Позавтракав, они вышли на улицу. Было еще совсем темно, но народу на проспекте оказалось гораздо больше, чем днем.

Номерной завод, где работала мать, был довольно далеко. Васе приходилось бывать здесь в прошлом году, и он прекрасно помнил, как выглядел завод в страшную зиму. Большинство цехов тогда стояли замороженными, с черными пустыми рамами. Везде намело сугробы снега. Не было энергии, света, топлива, воды. Казалось, что по воле какого-то злобного волшебника жизнь замерла. И все-таки завод работал. Люди ходили как тени, еле держались на ногах от голода, но работали и работали…

Сейчас другая картина. Завод ожил. Через щели незакрытых дверей вырывались яркие полосы электрического света. Гудели станки, и где-то тонко визжала сталь. Завод работал в три смены.

Через всю дорогу, от одного корпуса до другого, висел плакат: «Наше дело правое, враг будет разбит, победа будет за нами!» Потом Вася увидел другой плакат: «Все силы на оборону Ленинграда!», а немного дальше: «Все для фронта, все для победы!» Васе понравились эти короткие лозунги, в которых заключено так много смысла. Кроме того, здесь они звучали как-то особенно убедительно. Напряженная, деловая атмосфера завода, грохот, визг стали, стрекотня клепки говорили о том, что лозунги вырвались из груди этих людей и призывают всех к борьбе. Васе захотелось включиться в этот ритм и тоже принять участие в общей работе. Он понимал, что завод военный и работает для фронта. Может быть, он делает те самые пушки с длинными стволами, которые Вася видел на Литейном…

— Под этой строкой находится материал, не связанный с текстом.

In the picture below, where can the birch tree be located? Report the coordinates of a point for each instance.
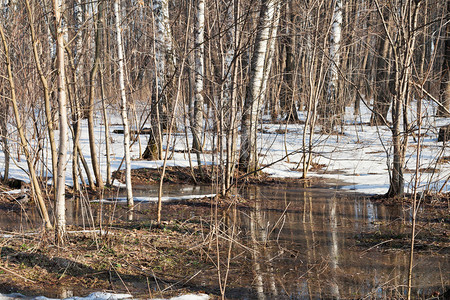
(63, 125)
(45, 87)
(164, 62)
(199, 74)
(332, 106)
(22, 137)
(255, 92)
(445, 77)
(91, 108)
(123, 107)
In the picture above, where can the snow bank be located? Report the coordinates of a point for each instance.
(100, 296)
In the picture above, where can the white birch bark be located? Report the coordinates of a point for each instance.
(256, 89)
(164, 47)
(123, 107)
(199, 74)
(164, 63)
(335, 45)
(63, 130)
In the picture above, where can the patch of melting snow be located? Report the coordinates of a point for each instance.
(155, 199)
(100, 296)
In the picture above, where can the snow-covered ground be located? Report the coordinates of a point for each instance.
(359, 157)
(100, 296)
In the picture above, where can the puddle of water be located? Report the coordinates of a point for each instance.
(305, 246)
(303, 243)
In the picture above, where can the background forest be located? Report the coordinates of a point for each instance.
(215, 71)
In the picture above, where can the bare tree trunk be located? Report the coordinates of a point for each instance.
(48, 110)
(332, 112)
(23, 140)
(403, 49)
(91, 104)
(4, 114)
(248, 160)
(164, 62)
(199, 74)
(123, 107)
(382, 101)
(63, 124)
(444, 93)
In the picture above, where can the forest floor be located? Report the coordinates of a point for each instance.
(148, 259)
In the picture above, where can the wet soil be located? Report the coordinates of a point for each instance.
(138, 257)
(161, 260)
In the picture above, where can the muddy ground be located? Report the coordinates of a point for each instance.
(161, 260)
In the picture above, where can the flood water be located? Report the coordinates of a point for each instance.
(302, 244)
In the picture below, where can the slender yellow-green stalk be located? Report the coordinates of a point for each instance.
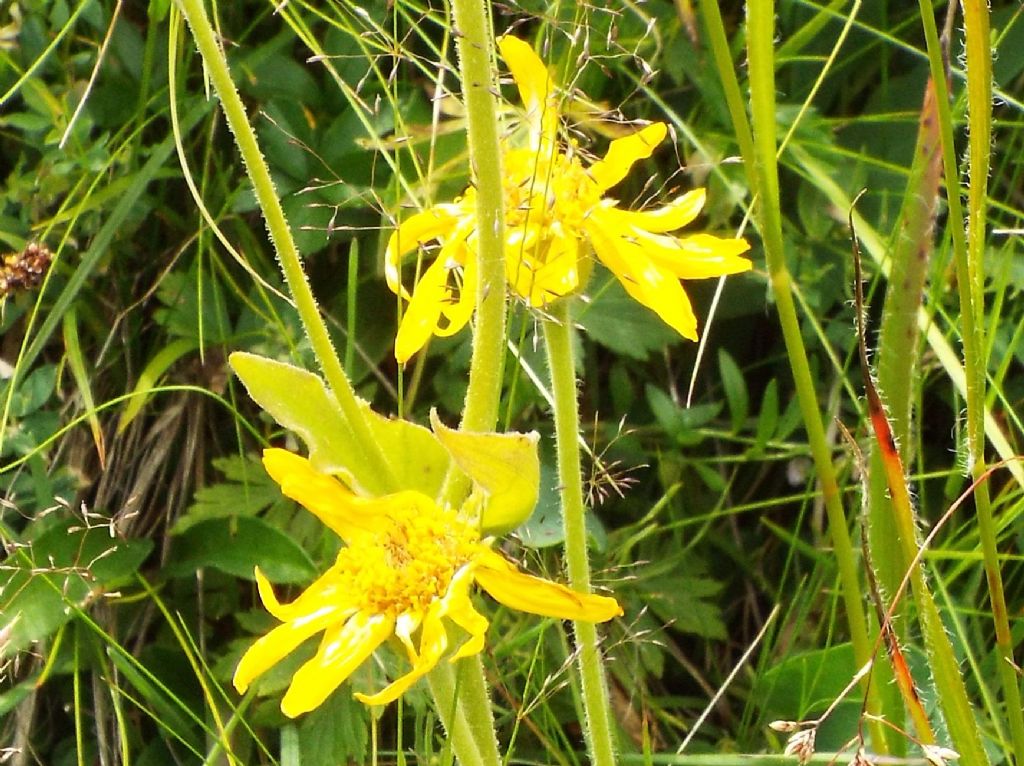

Везде работали женщины в ватниках. У ворот на ожидавших впуска грузовиках сидели женщины. В проходной — женщины. Когда они шли по двору, их догнала вагонетка с болванками для снарядов, которую толкали два человека в ватных штанах, оказавшиеся тоже женщинами.

Тарантул (илл. Н. Кочергина) - pic_50.png

— Мама, у вас только женщины работают? — спросил мальчик.

— Почему женщины? Есть и мужчины.

В конторе, у стен, за канцелярскими столами, стояли аккуратно заправленные кровати. Многие жили здесь «на казарменном положении» и не покидали завода по месяцам. Васе это понравилось, и он решил, что тоже поставит для себя кровать.

Когда они проходили по коридору, кто-то сзади надвинул ему кепку на глаза. Вася оглянулся.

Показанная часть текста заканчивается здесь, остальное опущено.